Nous sommes des enfants de la chance car nous avons tous un jour connu les transes sur la musique de John Barry. Ses thèmes, souvent construits de manière à ce que le contrepoint ait autant d’importance que la mélodie en ont fait sa patte facilement identifiable. Comment oublier l’air entêtant de ‘Macadam Cowboy‘ qui nous fait suivre Jon Voight accompagné de Dustin Hoffman et sa patte folle dans un New-York tellement déglingué qu’il n’existe plus ? Mais Barry sait tout aussi bien nous faire danser avec les loups qu’avec des dandys fumistes et précieux essayant d’attraper le ‘Knack’ dans un Londres qui swinguait un peu plus que maintenant. Il nous emmène également au fin fond de l’Afrique du Sud pour orchestrer le massacre d’une petite garnison anglaise par des Zoulous qui s’avèrent bien dangereux lorsqu’ils ne jouent pas du tam-tam. On n’écoute pas que sa musique au cinéma puisqu’elle est amicalement entrée dans nos foyers avec les aventures de Lord Brett Sinclair et Danny Wild. Et pour ses notes de noblesse, Barry nous a surtout baladé autour du monde en suivant les exploits de l’agent secret le plus couillu de sa majesté, James Bond.

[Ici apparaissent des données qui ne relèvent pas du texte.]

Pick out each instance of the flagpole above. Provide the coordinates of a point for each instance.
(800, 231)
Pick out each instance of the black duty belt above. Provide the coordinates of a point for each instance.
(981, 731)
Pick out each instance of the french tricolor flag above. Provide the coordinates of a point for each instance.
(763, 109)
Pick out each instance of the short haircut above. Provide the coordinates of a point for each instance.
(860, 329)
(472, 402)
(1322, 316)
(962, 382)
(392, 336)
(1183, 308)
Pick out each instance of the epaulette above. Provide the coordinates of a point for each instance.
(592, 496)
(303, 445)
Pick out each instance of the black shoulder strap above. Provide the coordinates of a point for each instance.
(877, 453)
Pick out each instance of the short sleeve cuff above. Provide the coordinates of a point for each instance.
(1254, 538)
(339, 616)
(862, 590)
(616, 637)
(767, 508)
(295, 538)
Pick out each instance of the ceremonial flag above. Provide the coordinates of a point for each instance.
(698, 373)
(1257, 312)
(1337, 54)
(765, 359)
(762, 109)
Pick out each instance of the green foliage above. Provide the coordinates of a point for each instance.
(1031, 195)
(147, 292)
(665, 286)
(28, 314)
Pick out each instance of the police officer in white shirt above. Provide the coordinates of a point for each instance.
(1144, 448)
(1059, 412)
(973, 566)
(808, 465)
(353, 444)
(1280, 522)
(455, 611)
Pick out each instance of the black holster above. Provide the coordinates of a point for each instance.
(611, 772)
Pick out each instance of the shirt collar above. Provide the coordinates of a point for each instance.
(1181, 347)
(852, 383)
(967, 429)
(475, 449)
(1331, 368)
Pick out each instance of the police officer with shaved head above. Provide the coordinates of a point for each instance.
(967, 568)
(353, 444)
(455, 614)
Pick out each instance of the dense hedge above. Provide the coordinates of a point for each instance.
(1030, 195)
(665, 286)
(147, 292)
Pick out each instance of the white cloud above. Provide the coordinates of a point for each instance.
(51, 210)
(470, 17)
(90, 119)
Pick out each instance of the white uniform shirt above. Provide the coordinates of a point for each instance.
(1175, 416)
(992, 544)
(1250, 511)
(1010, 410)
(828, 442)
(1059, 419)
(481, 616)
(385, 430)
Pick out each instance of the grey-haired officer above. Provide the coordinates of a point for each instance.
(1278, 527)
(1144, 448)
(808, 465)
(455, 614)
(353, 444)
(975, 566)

En 1975, après une dizaine d’années de furieuse activité, John Barry a besoin de vacances. C’est en allant signer un énième contrat sur le sol américain, qu’il tombe éperdument amoureux des États-Unis au point de décider d’y poser définitivement ses valises. De ces premiers instants américains, Barry veut à tout prix graver sur disque les émotions qu’il a pu ressentir. Armé d’une formation jazz et d’une formation classique, Barry  passe ses vacances en studio. Il se ressource en composant ‘Americans‘, son premier disque solo. Exercice de style alors unique car il est le seul commanditaire de son œuvre. Il en résulte un disque magnifique et improbable entre jazz et musique contemporaine. John Barry invente la musique de film sans film.

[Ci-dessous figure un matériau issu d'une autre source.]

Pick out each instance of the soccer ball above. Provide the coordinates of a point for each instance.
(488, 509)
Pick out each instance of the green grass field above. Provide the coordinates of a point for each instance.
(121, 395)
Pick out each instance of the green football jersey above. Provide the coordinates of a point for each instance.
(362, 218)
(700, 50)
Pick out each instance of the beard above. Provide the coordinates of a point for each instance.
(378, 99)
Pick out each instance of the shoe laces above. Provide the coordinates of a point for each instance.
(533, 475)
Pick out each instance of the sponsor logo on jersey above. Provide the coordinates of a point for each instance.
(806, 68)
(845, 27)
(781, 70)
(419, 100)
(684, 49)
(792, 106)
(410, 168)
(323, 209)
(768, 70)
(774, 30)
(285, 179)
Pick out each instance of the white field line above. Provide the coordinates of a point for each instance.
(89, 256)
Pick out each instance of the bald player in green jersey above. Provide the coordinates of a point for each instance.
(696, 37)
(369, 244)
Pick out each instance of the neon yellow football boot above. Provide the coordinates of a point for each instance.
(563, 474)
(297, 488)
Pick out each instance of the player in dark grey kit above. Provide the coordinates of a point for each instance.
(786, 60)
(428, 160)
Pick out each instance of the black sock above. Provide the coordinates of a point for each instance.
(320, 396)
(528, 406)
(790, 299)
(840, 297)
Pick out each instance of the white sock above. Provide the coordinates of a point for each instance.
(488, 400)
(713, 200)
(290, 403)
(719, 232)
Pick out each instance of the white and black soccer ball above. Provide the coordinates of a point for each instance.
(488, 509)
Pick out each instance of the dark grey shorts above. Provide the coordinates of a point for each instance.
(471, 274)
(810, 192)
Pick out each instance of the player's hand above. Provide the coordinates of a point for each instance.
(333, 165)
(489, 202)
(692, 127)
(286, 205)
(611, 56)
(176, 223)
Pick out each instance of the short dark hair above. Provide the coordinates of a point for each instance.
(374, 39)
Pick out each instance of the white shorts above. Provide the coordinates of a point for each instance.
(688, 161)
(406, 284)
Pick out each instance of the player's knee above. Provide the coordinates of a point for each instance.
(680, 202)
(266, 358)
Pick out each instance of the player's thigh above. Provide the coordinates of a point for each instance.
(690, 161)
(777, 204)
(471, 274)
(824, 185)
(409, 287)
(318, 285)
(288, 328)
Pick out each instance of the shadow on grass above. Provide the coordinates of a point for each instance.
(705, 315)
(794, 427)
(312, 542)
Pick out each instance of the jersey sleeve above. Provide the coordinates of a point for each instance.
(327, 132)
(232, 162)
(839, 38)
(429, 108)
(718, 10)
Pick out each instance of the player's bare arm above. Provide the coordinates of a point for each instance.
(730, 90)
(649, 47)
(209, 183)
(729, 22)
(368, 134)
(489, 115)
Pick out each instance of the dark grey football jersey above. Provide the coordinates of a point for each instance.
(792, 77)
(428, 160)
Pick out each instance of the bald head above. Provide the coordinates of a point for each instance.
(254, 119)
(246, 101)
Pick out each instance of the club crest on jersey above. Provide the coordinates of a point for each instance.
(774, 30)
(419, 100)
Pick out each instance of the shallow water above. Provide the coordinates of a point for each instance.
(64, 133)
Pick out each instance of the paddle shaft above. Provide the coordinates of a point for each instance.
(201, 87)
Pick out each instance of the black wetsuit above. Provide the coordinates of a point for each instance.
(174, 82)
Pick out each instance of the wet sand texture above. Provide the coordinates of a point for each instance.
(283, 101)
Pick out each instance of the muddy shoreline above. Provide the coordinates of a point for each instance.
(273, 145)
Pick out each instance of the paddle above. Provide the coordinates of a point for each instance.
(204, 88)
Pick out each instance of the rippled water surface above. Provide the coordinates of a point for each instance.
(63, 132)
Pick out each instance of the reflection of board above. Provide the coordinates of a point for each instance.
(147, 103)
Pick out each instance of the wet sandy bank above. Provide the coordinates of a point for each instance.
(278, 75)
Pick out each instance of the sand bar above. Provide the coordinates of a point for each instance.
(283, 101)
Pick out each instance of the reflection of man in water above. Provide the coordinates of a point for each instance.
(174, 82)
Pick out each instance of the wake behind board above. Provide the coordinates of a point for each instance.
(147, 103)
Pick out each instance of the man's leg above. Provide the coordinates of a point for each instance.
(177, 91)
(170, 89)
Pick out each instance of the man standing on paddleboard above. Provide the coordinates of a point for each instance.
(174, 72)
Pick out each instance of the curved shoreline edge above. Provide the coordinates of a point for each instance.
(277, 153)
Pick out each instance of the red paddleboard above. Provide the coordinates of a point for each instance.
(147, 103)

Si vous vous imaginez accoudé à un comptoir buvant un Jack Daniels avec pour musique de fond un groupe de rock bouseux, ‘Americans‘ vous fera rapidement bouger le cul de votre tabouret pour sortir du navet dans lequel vous êtes en train de rouiller. ‘Americans‘ offre une ballade à travers New-York bien loin de tous les clichés répétés par des scénaristes à l’imagination sèche. Ici, nous touchons au sublime et le cinémascope s’impose car la musique de Barry dégage des ambiances nostalgiques et des climats très contrastés. Avec ses deux formations, John Barry joue avant tout sur les textures. Ses arrangements vertigineux ont tellement de relief qu’au son de chaque instrument, on voit apparaître un nouveau pan de la ville. Comme dans le livre New-York de Paul Morand, John Barry nous offre une vision européenne de la grande pomme. Dans la longue ‘Yesternight Suite‘, inadaptée au cinéma de par sa durée, on visite une grande partie de la ville. Si le rythme s’accélère, alors nous nous rapprochons des quartiers des affaires. Lorsque le trombone soyeux de Dick Nash se fait entendre, on se promène nonchalamment sur les berges de l’Hudson ou dans un Central Park somnolant. John Barry souligne les climats de chaque quartier de la ville, et cordes et instruments à vent se font chorus comme le soleil se reflète d’un building à un autre. Rien n’a été oublié puisque Barry inclus dans cette suite, des fragments des incontournables standards que sont ‘By Myself‘ et ‘As Time Goes By‘. Un peu comme si lors de cette fantastique ballade, ces titres sortaient d’une fenêtre lointaine.

La réédition d’Americans offre en prime quatre génériques composés de manière plus classique par John Barry pour la télévision. Ces morceaux pourront rassurer certains admirateurs peu enclins aux expérimentations de cet album.

Après un tel festival d’innovations, d’intelligence, de perfectionnisme et donc de génie, on peut comprendre que Jane Birkin ait eu besoin d’un peu de repos dans des bras plus pantouflards. Tout le monde ne peut pas avoir une vie héroïque.